Why, then, is there so much imitation — repetition — redundancy — in our professional media ecosystem?
Pablo Boczkowski, a communications studies professor at Northwestern, has literally written the book on that question. News at Work: Imitation in an Age of Information Abundance explores the matter (more accurately: the problem) of redundancy. And at a talk yesterday at Harvard’s Kennedy School, part of the STS Circle series of interdisciplinary discussion, Boczkowski highlighted one particularly fascinating element of the book: the paradox that an increase in the volume of information available to us is occasioning a decrease in the diversity of news’ content. We’re increasingly getting from news organizations, and producing, what Boczkowski calls “homogenized news.”
Boczkowski’s research, I should note, was limited to two mainstream newspapers, Clarín and La Nación — in Argentina. And its content analyses, which examined 927 print and 1,620 online articles, were conducted between 2005 and 2007, as was its ethnographic study of the newsrooms and consumers in question. So, grain of salt, etc.
Still, though, the study and its findings highlight a phenomenon we see implicitly, if anecdotally: a kind of group-think among journalistic brands occasioning imitation and replication. “Pack journalism,” as it were, applied to content itself. As Pew’s State of the News Media report put it in 2006, “The new paradox of journalism is more outlets covering fewer stories.”
Boczkowski attributes this phenomenon to factors both structural and situational. While, in the past, news organizations were, for the most part, aware of their competitors’ stories only after they were published, the web allows outlets to monitor each others’ content in real time. The increase of their online presence has occasioned a “lifting of the veil of opacity in the social field,” Boczkowski put it; news organizations now have a window into the workings of competitors that is pretty much always open.

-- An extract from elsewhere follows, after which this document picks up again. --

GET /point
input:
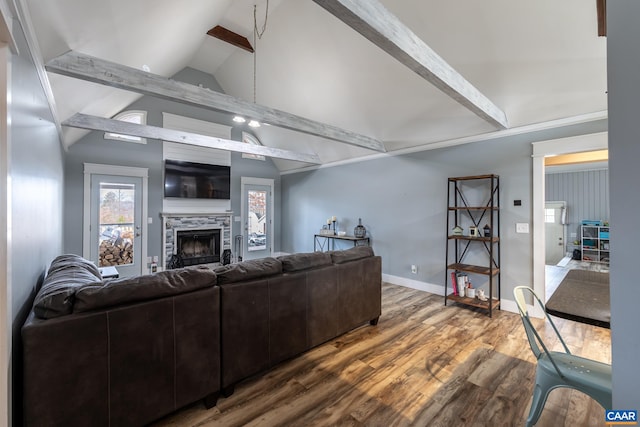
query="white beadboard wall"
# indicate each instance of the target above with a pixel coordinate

And they’ve instituted processes to keep their gaze trained on those competitors. The papers Boczkowski studied have introduced a role in their staffs that they call the “cablera” (loose translation: “the cable guy”): someone who sits in the center of the newsroom, all day (lunch eaten at desk), and whose job it is to monitor the web, radio transcripts, cable feeds, and, of course, competitors’ websites. Constantly. The cablera then sends relevant updates, via IM, to staffers — resulting, Boczkowski said, in a kind of “constant bombardment” on all sides. And staffers, in turn — with the help of the information provided by the cable guy — are expected to produce six to eight stories a day, in addition to updating the existing ones as needed.
It’s an environment, in other words, that lends itself implicitly to story imitation — as, really, a matter of pure pragmatism. Creativity requires time; the brand of “churnalism” (or, more recently, “hamster-wheel journalism“) that the studied papers seem to expect of their reporters, Boczkowski argues, drives content replication — and, thus, homogenization. Add that to the cultural incentives toward imitation — essentially, there’s a downside risk in missing a story that competitors have, without a countervailing risk for being repetitive — and you have an environment that encourages cross-outlet homogeneity. And, conversely, discourages creativity, enterprise, and innovation.
Which is particularly unfortunate, Boczkowski said, because — in addition to the obvious structural problems that encroaching homogenization creates for and among news organizations — audiences want variety. Particularly now, when the web allows readers to create for themselves a self-selected buffet plate of content to consume, redundancy seems…redundant. “You get everything from the same wool,” Vanina, a 40-year-old teacher, lamented to Boczkowski during an interview. She sensed “something monopolistic” in the news, she told him…which led in turn, she said, to a sense of claustrophobia and confinement. As Boczkowski put it yesterday: “The news we get is McDonald’s.” Sure, we might get some local variation among publications…but “the underlying principle, and the underlying food, is more or less the same.”